Punta Arenas nach Punta Arenas (13.02. bis 26.02.)
Unsere Fähre von Punta Arenas nach Porvenir startet zum Glück um 9.00 Uhr morgens. Sehr humane Uhrzeit. Wir fahren noch beim Bäcker vorbei und rollen dann gemeinsam mit einem jungen französischen Pärchen aufs diesmal recht große Schiff. Zwei Stunden schaukeln wir gemütlich über die Magellanstraße. Perfekt um nochmal einzudösen oder wie Paul aufs Meer zu schauen (immer im Hinterkopf: Könnte man hier Kitesurfen?)

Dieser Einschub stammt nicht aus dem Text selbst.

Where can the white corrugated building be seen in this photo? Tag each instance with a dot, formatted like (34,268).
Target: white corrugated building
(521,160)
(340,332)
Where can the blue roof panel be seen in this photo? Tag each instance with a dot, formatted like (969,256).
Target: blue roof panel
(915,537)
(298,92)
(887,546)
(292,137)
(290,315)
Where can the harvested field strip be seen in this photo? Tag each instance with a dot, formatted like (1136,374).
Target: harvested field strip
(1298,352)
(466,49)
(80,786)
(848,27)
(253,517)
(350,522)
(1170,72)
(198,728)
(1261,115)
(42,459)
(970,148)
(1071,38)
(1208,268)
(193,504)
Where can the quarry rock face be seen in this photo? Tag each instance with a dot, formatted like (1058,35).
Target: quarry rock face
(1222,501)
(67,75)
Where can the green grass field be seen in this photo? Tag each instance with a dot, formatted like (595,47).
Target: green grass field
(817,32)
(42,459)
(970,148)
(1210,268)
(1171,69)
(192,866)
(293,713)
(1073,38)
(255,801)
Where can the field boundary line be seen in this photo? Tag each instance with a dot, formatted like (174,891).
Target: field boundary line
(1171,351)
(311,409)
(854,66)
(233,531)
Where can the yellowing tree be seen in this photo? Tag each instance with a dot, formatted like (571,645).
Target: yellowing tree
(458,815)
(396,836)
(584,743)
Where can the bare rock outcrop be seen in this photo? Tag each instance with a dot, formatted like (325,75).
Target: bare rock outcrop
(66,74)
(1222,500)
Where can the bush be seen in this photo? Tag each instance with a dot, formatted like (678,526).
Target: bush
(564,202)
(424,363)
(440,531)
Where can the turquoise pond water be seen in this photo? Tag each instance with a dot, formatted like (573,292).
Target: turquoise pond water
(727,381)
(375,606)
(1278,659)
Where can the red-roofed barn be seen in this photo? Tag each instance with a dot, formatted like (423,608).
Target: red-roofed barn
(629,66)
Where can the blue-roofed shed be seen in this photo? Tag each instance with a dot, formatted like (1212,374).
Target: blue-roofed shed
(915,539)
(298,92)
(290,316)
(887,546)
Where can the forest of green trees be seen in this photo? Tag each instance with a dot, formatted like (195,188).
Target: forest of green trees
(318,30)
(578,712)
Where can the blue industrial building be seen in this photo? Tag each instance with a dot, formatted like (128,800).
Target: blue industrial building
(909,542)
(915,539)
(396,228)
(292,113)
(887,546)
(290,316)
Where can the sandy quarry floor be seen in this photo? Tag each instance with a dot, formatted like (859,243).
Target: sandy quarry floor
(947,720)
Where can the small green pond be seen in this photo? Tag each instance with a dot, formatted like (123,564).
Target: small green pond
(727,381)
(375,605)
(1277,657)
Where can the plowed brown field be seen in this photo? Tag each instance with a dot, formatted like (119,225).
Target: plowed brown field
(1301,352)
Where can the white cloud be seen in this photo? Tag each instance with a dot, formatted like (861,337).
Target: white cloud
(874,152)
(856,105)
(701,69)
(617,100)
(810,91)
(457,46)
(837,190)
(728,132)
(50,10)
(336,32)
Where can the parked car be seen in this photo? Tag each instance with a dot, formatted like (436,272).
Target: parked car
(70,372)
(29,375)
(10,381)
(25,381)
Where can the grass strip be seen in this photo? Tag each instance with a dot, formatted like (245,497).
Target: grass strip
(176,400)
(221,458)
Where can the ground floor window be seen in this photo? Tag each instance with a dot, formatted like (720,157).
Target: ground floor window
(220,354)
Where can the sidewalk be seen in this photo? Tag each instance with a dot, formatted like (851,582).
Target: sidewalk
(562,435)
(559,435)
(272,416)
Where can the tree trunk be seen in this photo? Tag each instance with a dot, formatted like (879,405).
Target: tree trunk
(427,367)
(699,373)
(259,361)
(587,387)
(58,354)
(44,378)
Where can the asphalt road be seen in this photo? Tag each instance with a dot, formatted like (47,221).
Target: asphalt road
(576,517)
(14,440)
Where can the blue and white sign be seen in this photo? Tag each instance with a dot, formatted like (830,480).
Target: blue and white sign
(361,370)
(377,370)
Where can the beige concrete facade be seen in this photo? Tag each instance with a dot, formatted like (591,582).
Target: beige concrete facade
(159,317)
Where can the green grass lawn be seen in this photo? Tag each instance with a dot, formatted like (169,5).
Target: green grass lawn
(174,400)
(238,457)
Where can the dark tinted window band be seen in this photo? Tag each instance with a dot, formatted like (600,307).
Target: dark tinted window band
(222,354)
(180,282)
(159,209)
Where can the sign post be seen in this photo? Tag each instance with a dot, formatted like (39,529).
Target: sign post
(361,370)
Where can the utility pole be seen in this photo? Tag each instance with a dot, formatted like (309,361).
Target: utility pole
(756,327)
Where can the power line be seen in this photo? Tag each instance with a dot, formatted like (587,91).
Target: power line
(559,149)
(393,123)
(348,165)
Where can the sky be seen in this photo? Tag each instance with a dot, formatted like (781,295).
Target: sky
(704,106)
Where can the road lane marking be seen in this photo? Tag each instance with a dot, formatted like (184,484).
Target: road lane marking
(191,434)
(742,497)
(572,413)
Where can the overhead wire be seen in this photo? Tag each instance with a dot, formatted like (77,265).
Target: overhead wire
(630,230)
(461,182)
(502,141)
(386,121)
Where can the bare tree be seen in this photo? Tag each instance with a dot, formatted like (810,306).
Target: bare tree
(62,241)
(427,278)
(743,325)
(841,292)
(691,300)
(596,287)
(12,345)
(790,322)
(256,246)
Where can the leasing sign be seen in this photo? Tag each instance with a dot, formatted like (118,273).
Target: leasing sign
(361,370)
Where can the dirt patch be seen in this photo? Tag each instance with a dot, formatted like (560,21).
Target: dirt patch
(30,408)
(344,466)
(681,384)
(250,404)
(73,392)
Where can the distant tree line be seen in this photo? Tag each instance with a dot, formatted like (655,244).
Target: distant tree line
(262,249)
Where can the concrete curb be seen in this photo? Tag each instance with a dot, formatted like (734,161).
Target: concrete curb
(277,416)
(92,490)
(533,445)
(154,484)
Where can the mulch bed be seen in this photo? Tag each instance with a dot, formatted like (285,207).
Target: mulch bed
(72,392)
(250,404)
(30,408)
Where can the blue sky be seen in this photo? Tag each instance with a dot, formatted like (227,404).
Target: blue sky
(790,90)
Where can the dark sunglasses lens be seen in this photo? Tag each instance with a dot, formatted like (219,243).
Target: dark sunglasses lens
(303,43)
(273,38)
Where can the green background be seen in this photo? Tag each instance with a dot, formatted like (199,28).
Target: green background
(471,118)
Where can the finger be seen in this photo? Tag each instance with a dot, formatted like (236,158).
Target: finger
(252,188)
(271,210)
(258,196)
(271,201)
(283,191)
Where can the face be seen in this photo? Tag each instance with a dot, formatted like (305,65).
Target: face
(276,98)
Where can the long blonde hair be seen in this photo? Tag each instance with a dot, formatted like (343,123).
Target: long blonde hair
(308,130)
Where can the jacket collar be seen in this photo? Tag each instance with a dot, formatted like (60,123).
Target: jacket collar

Als wir um 11.00 Uhr auf Feuerland ankommen geht es direkt in den Sattel, denn unser Tagesziel ist noch über 90 km entfernt. Es geht teilweise direkt am Meer entlang, bergauf und bergab auf Schotter und mit immer besser werdendem Rückenwind. Aber es ist kalt und zwischendrin regnet es auch. Für die Mittagspause verstecken wir uns im Windschatten einer Fischerhütte und essen schnell um nicht auszukühlen. Zu unserem Glück kommt am Nachmittag eine Baustelle in Sicht. Es wird eine neue Straße aus Beton gebaut. Wir sehen wie das Material dafür direkt neben der Straße abgebaut wird und fahren am Mischwerk vorbei. Für uns ist es genial. Wir können alleine auf perfekt glatter Straße fahren und der Wind schiebt von hinten an. Allerdings ist er so stark, dass zelten definitiv nicht in Frage kommt. Aber aufgrund der vielen verrückten Radfahrer hat die Region vorgesorgt und Hütten zum Schutz vor Wind aufgestellt. An zwei fahren wir vorbei, die sind leider ganz schön zerstört, Fenster kaputt, Türen geklaut und teilweise zugemüllt. Da fragt man sich echt welche Idioten da am Werk waren, wo wir doch mitten im Nirgendwo sind. Die Hütte, die wir ansteuern ist zum Glück noch ganz gut in Schuss. Der Holzofen wurde wohl geklaut und Leute haben ihren Müll in die Trockentoilette geworfen. Aber man ist sicher vor dem Wind. Einziges Manko: Wir sind nicht die Ersten. Die besten Plätze auf der Empore sind schon belegt. Dennoch freuen wir uns, denn es handelt sich um bekannte Gesichter. Beth und John aus den USA. Zuletzt haben wir die beiden 10 Tage zuvor vor El Chalten gesehen. Wir beziehen den unteren Bereich und damit ist die Hütte voll.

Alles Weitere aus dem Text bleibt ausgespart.